Question

In: Computer Science

In java what is the best algorithm and data structure choice to search for all instances...

In java what is the best algorithm and data structure choice to search for all instances where a pattern is found some larger texts. Also please provide the worst-case complexity big o notation of this and why it is best.

Assuming the texts are all stored in a class instance that has a field contents. Which is then stored as a array list value in a linked hash map with the key being the username of the poster.

Solutions

Expert Solution

Theory:

The above problem can is String Matching a pattern and there exists multiple algorithms for the same..

String Matching Problem

I/p :

  1. text of size n (where pattern is to be found)
  2. pattern to search of size m

O/p : location where element is found

Analysis

The best algorithm to implement the above problem depend on many aspects:

Time Complexity : Both in terms of pattern and text.

Space Complexity: Both in terms of pattern and text.

The following algorithm are compared on how text and pattern are

  1. Boyer -Moore Algorithm
  2. Suffix Tree

==================================================================

Boyer Moore Algorithm  preprocesses pat[] and constructs an auxiliary lps[] of size m (same as size of pattern) which is used to skip characters while matching.

Complexity

Preprcessing pattern: O(m)

  Searchng pattern in text: O(n) best case , O(mn) worst case

==================================================================

Suffix tree . A suffix tree on the other hand uses pre-processing of the text which s termed as suffix tree. After preprocessing text, searching a pattern requires O(m) time.

Complexity

Preprcessing text: O(n)

  Searchng pattern in text: O(m) best case (unique pattern among all words in the list) , O(m*k) where k is no of pattern present which is K< n/m. i.e. O(n)

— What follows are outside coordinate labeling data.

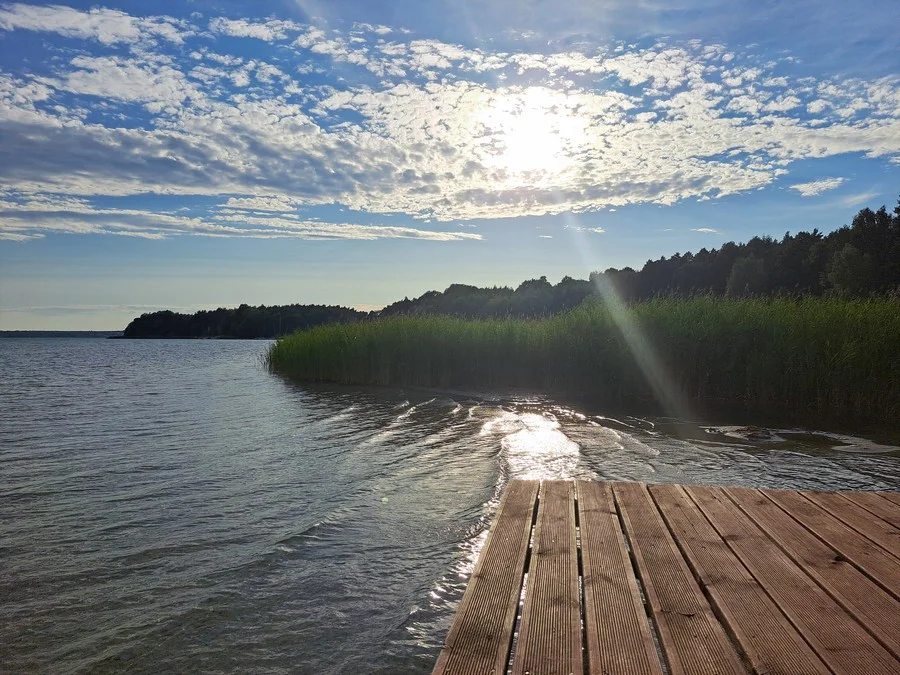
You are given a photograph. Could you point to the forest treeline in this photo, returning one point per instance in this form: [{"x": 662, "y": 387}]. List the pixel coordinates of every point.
[
  {"x": 245, "y": 322},
  {"x": 859, "y": 260}
]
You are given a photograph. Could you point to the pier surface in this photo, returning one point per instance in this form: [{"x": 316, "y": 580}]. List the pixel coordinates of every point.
[{"x": 594, "y": 577}]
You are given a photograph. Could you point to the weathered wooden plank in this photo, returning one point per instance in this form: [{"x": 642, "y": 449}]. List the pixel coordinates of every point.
[
  {"x": 769, "y": 641},
  {"x": 481, "y": 635},
  {"x": 619, "y": 638},
  {"x": 858, "y": 594},
  {"x": 692, "y": 638},
  {"x": 550, "y": 632},
  {"x": 837, "y": 638},
  {"x": 848, "y": 510},
  {"x": 880, "y": 505},
  {"x": 878, "y": 564},
  {"x": 890, "y": 496}
]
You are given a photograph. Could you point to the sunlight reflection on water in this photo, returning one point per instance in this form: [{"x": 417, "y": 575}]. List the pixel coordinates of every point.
[{"x": 178, "y": 508}]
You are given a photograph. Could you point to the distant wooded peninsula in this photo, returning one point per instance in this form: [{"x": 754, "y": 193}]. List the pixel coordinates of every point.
[{"x": 859, "y": 260}]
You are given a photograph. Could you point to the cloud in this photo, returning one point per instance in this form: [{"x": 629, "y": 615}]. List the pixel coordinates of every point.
[
  {"x": 817, "y": 187},
  {"x": 23, "y": 218},
  {"x": 106, "y": 26},
  {"x": 412, "y": 126},
  {"x": 860, "y": 198},
  {"x": 272, "y": 30}
]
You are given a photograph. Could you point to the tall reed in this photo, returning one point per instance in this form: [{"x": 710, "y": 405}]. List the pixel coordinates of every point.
[{"x": 800, "y": 359}]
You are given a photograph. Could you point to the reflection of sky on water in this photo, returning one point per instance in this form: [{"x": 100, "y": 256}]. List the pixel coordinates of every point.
[{"x": 533, "y": 446}]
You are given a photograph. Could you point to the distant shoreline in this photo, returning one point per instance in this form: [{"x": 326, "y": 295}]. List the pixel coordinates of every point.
[{"x": 60, "y": 333}]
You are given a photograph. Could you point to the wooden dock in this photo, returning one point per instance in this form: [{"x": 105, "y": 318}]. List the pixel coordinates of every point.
[{"x": 592, "y": 577}]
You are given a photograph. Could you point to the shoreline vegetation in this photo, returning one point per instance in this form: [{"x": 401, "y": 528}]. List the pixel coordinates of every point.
[
  {"x": 791, "y": 359},
  {"x": 859, "y": 260}
]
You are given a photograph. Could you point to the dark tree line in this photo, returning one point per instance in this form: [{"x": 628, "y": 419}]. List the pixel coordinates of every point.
[
  {"x": 245, "y": 322},
  {"x": 856, "y": 260}
]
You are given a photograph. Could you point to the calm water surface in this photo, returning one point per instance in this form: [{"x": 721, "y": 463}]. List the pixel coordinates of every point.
[{"x": 170, "y": 506}]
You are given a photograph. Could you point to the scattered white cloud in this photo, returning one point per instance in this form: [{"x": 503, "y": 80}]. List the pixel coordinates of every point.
[
  {"x": 420, "y": 127},
  {"x": 858, "y": 199},
  {"x": 817, "y": 187},
  {"x": 22, "y": 218},
  {"x": 272, "y": 30},
  {"x": 106, "y": 26}
]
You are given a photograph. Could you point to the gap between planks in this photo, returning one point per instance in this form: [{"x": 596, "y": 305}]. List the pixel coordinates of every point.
[{"x": 623, "y": 578}]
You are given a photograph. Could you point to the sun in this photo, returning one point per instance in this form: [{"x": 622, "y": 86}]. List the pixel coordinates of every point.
[{"x": 531, "y": 130}]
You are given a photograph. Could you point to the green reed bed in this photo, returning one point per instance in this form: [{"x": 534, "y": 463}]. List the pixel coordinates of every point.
[{"x": 803, "y": 359}]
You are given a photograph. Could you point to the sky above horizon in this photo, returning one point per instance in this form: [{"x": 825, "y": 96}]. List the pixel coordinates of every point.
[{"x": 203, "y": 153}]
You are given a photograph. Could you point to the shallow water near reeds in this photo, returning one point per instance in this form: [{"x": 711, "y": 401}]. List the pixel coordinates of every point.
[{"x": 170, "y": 506}]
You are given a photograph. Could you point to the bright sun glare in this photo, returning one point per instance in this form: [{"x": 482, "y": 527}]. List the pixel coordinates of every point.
[{"x": 531, "y": 130}]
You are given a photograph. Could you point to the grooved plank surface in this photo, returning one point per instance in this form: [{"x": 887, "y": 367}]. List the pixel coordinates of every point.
[
  {"x": 629, "y": 580},
  {"x": 480, "y": 638},
  {"x": 854, "y": 590},
  {"x": 692, "y": 638},
  {"x": 880, "y": 505},
  {"x": 841, "y": 642},
  {"x": 857, "y": 517},
  {"x": 890, "y": 496},
  {"x": 616, "y": 626},
  {"x": 550, "y": 635},
  {"x": 767, "y": 638},
  {"x": 881, "y": 566}
]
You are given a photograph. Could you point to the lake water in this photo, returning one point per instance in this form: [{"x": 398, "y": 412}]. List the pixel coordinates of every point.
[{"x": 169, "y": 506}]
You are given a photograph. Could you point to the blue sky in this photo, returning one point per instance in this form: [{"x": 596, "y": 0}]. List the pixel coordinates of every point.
[{"x": 197, "y": 154}]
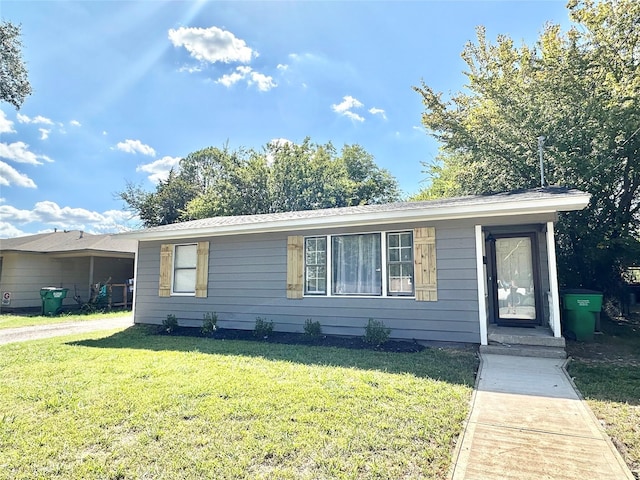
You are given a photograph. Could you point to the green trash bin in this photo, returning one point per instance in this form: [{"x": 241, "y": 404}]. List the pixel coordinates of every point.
[
  {"x": 581, "y": 309},
  {"x": 52, "y": 298}
]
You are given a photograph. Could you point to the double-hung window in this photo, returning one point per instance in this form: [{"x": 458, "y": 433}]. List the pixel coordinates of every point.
[
  {"x": 184, "y": 269},
  {"x": 400, "y": 263},
  {"x": 315, "y": 251},
  {"x": 371, "y": 264}
]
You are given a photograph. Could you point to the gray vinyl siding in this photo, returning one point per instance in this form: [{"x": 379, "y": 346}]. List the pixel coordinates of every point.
[{"x": 247, "y": 279}]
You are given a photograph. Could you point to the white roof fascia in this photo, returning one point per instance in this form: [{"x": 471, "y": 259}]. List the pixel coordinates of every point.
[{"x": 433, "y": 213}]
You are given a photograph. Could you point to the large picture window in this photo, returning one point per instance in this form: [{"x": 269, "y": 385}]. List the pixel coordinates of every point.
[
  {"x": 369, "y": 264},
  {"x": 184, "y": 269},
  {"x": 356, "y": 265}
]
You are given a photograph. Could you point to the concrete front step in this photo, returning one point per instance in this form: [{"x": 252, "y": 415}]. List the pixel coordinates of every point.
[
  {"x": 525, "y": 350},
  {"x": 519, "y": 336}
]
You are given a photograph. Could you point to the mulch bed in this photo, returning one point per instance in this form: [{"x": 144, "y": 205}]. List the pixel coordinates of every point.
[{"x": 300, "y": 339}]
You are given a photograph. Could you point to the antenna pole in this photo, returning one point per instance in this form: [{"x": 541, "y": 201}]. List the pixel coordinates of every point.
[{"x": 540, "y": 146}]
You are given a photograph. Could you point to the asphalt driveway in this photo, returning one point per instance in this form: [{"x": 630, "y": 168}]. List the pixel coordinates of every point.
[{"x": 23, "y": 334}]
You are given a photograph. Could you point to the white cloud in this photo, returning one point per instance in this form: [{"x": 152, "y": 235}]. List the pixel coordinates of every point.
[
  {"x": 19, "y": 152},
  {"x": 211, "y": 44},
  {"x": 37, "y": 119},
  {"x": 263, "y": 82},
  {"x": 6, "y": 125},
  {"x": 378, "y": 111},
  {"x": 10, "y": 176},
  {"x": 159, "y": 169},
  {"x": 135, "y": 146},
  {"x": 344, "y": 108},
  {"x": 50, "y": 213},
  {"x": 7, "y": 230}
]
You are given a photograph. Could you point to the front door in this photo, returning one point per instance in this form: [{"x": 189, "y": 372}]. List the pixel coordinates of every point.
[{"x": 514, "y": 292}]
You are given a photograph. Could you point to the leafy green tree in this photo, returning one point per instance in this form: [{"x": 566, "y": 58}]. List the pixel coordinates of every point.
[
  {"x": 282, "y": 177},
  {"x": 164, "y": 206},
  {"x": 14, "y": 82},
  {"x": 581, "y": 91}
]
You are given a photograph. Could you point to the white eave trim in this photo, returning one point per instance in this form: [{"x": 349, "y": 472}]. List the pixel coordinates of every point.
[{"x": 429, "y": 213}]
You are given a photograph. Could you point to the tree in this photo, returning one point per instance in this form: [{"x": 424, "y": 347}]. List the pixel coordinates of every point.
[
  {"x": 282, "y": 177},
  {"x": 581, "y": 91},
  {"x": 14, "y": 84},
  {"x": 164, "y": 206}
]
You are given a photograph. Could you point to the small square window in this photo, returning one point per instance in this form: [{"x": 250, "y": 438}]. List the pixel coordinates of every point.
[{"x": 184, "y": 269}]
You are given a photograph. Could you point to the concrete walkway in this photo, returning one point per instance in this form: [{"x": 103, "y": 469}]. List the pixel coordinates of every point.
[
  {"x": 528, "y": 422},
  {"x": 22, "y": 334}
]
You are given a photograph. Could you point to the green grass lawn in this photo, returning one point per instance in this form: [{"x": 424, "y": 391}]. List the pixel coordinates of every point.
[
  {"x": 12, "y": 321},
  {"x": 607, "y": 373},
  {"x": 133, "y": 405}
]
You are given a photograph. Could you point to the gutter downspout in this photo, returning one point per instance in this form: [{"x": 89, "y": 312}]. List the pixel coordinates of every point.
[{"x": 554, "y": 305}]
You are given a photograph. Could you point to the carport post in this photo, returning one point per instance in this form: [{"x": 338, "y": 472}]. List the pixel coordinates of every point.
[{"x": 554, "y": 306}]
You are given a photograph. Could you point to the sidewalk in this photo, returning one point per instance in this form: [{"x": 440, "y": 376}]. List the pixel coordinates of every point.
[
  {"x": 22, "y": 334},
  {"x": 527, "y": 422}
]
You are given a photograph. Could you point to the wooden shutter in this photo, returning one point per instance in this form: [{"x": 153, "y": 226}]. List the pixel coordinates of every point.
[
  {"x": 166, "y": 265},
  {"x": 425, "y": 272},
  {"x": 295, "y": 266},
  {"x": 202, "y": 270}
]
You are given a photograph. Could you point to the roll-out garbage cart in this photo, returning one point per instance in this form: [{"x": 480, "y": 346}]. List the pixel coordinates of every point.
[
  {"x": 52, "y": 298},
  {"x": 580, "y": 313}
]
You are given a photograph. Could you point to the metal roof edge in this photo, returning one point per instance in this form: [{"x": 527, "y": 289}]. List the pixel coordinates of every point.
[{"x": 428, "y": 213}]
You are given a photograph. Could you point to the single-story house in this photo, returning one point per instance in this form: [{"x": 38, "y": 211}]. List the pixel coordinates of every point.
[
  {"x": 440, "y": 270},
  {"x": 66, "y": 259}
]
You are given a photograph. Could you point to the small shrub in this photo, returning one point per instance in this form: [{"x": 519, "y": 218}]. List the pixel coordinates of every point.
[
  {"x": 209, "y": 323},
  {"x": 170, "y": 323},
  {"x": 263, "y": 328},
  {"x": 376, "y": 333},
  {"x": 312, "y": 330}
]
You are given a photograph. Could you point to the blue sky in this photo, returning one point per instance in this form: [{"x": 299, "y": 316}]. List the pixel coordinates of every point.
[{"x": 123, "y": 90}]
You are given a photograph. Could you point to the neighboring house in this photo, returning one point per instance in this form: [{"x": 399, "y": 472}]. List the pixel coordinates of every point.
[
  {"x": 67, "y": 259},
  {"x": 440, "y": 270}
]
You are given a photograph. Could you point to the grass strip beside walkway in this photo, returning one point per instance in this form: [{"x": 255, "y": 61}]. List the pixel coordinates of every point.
[
  {"x": 14, "y": 321},
  {"x": 132, "y": 405}
]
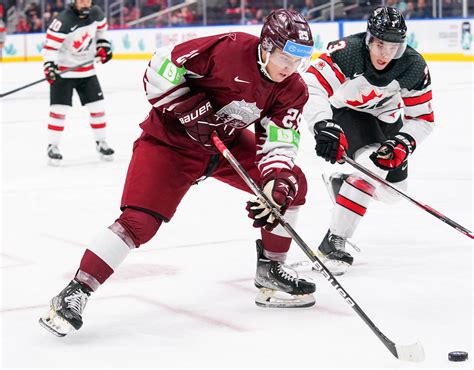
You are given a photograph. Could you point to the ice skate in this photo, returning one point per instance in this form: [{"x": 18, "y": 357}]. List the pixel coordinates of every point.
[
  {"x": 65, "y": 310},
  {"x": 333, "y": 254},
  {"x": 277, "y": 288},
  {"x": 54, "y": 156},
  {"x": 105, "y": 151}
]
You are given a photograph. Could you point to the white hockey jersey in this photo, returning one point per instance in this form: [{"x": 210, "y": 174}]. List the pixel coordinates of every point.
[
  {"x": 71, "y": 41},
  {"x": 345, "y": 78}
]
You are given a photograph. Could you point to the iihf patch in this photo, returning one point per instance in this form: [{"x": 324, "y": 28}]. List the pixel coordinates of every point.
[{"x": 320, "y": 65}]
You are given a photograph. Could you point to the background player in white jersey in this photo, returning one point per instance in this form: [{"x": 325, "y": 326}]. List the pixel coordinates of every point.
[
  {"x": 75, "y": 37},
  {"x": 370, "y": 96},
  {"x": 221, "y": 83}
]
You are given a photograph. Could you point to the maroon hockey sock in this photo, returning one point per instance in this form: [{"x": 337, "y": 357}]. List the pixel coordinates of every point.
[{"x": 93, "y": 271}]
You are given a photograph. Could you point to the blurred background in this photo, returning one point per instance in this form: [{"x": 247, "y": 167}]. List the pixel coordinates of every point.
[{"x": 33, "y": 16}]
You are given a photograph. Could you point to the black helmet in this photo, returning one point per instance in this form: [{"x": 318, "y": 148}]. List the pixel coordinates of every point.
[{"x": 387, "y": 24}]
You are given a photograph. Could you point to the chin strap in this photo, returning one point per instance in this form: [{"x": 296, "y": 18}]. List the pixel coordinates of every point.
[{"x": 262, "y": 64}]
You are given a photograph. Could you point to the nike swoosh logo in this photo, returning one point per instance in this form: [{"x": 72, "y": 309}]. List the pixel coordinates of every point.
[{"x": 237, "y": 79}]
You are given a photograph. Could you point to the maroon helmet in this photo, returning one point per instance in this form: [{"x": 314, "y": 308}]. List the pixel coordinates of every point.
[{"x": 285, "y": 25}]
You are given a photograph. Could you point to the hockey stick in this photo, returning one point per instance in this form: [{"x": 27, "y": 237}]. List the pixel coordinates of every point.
[
  {"x": 413, "y": 352},
  {"x": 425, "y": 207},
  {"x": 43, "y": 79}
]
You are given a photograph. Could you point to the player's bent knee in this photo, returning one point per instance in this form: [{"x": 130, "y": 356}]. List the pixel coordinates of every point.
[{"x": 139, "y": 225}]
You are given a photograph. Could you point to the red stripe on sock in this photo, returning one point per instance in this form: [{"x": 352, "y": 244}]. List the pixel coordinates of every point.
[
  {"x": 55, "y": 128},
  {"x": 350, "y": 205},
  {"x": 98, "y": 125},
  {"x": 95, "y": 266}
]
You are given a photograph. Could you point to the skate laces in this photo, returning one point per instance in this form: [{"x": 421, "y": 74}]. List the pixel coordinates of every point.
[
  {"x": 77, "y": 301},
  {"x": 338, "y": 241}
]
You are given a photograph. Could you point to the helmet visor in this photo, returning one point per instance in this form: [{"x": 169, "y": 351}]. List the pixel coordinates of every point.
[
  {"x": 295, "y": 57},
  {"x": 392, "y": 50}
]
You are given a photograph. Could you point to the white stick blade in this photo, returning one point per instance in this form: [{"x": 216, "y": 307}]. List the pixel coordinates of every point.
[{"x": 412, "y": 352}]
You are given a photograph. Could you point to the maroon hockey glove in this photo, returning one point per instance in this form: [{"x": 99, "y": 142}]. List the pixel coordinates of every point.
[
  {"x": 331, "y": 143},
  {"x": 103, "y": 50},
  {"x": 393, "y": 152},
  {"x": 198, "y": 117},
  {"x": 50, "y": 71},
  {"x": 281, "y": 187}
]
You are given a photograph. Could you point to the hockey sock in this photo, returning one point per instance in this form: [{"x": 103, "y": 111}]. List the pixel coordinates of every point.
[
  {"x": 57, "y": 118},
  {"x": 276, "y": 243},
  {"x": 105, "y": 253},
  {"x": 97, "y": 119},
  {"x": 351, "y": 204}
]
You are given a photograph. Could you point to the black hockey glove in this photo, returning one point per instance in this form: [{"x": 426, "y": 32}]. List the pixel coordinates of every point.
[
  {"x": 331, "y": 143},
  {"x": 280, "y": 186},
  {"x": 393, "y": 152},
  {"x": 50, "y": 71},
  {"x": 103, "y": 50}
]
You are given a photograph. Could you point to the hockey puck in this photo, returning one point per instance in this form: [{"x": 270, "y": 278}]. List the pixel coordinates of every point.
[{"x": 457, "y": 356}]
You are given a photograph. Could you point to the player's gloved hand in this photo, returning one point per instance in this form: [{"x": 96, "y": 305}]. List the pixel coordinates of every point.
[
  {"x": 331, "y": 143},
  {"x": 393, "y": 152},
  {"x": 50, "y": 71},
  {"x": 103, "y": 50},
  {"x": 199, "y": 119},
  {"x": 281, "y": 187}
]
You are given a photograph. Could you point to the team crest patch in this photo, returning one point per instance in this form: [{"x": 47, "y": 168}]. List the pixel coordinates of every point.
[{"x": 239, "y": 114}]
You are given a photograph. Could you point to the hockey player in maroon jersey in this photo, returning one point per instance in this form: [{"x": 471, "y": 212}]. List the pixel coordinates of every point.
[
  {"x": 76, "y": 36},
  {"x": 370, "y": 97},
  {"x": 221, "y": 83}
]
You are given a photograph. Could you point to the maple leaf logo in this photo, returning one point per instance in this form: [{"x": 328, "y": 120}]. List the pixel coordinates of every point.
[
  {"x": 364, "y": 99},
  {"x": 78, "y": 43}
]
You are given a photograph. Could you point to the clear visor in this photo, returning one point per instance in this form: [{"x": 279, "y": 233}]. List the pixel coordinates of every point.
[
  {"x": 286, "y": 61},
  {"x": 386, "y": 49}
]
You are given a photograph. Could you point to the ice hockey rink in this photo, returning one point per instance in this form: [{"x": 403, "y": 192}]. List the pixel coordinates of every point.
[{"x": 186, "y": 298}]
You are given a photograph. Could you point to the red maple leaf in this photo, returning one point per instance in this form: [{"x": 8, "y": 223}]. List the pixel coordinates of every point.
[
  {"x": 78, "y": 43},
  {"x": 365, "y": 99}
]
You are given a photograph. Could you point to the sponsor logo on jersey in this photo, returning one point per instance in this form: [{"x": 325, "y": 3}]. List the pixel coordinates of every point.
[{"x": 239, "y": 114}]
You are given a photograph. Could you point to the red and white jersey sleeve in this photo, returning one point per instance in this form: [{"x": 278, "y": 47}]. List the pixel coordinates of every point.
[
  {"x": 418, "y": 119},
  {"x": 323, "y": 79}
]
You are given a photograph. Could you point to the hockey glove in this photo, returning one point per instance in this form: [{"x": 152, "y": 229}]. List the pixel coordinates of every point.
[
  {"x": 51, "y": 71},
  {"x": 281, "y": 187},
  {"x": 103, "y": 50},
  {"x": 393, "y": 152},
  {"x": 331, "y": 143}
]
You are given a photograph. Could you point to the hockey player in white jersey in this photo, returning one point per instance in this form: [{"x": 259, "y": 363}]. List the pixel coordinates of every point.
[
  {"x": 75, "y": 37},
  {"x": 370, "y": 97}
]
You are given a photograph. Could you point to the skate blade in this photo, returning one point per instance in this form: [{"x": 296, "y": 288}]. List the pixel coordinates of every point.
[
  {"x": 55, "y": 324},
  {"x": 337, "y": 268},
  {"x": 54, "y": 162},
  {"x": 106, "y": 158},
  {"x": 276, "y": 299}
]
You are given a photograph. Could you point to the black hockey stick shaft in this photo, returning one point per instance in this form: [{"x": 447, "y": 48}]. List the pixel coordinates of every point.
[
  {"x": 425, "y": 207},
  {"x": 43, "y": 79},
  {"x": 392, "y": 347}
]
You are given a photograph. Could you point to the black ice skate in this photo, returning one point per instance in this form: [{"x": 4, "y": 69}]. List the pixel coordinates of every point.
[
  {"x": 54, "y": 156},
  {"x": 333, "y": 254},
  {"x": 105, "y": 151},
  {"x": 277, "y": 288},
  {"x": 65, "y": 310}
]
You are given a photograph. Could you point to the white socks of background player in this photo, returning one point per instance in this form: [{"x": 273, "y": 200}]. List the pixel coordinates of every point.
[
  {"x": 97, "y": 119},
  {"x": 57, "y": 118}
]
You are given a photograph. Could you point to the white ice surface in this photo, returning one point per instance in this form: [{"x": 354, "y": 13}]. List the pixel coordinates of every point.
[{"x": 186, "y": 299}]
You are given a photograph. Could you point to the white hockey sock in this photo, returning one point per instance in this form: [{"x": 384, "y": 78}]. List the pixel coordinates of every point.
[
  {"x": 351, "y": 204},
  {"x": 97, "y": 119},
  {"x": 57, "y": 118}
]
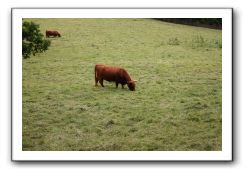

=================================================================

The choice of algorithm now depends

  • if text is static then Suffix Tree is good choice as pattern can be found in  O(m).
  • if text containing many occurrence than it better to use Boyer-Moore Algorithm. In all other cases Suffix tree is preferred.
  • Suffix tree creates tree of all text which requires a considerable space.

Please use the one suited to Given problem specification.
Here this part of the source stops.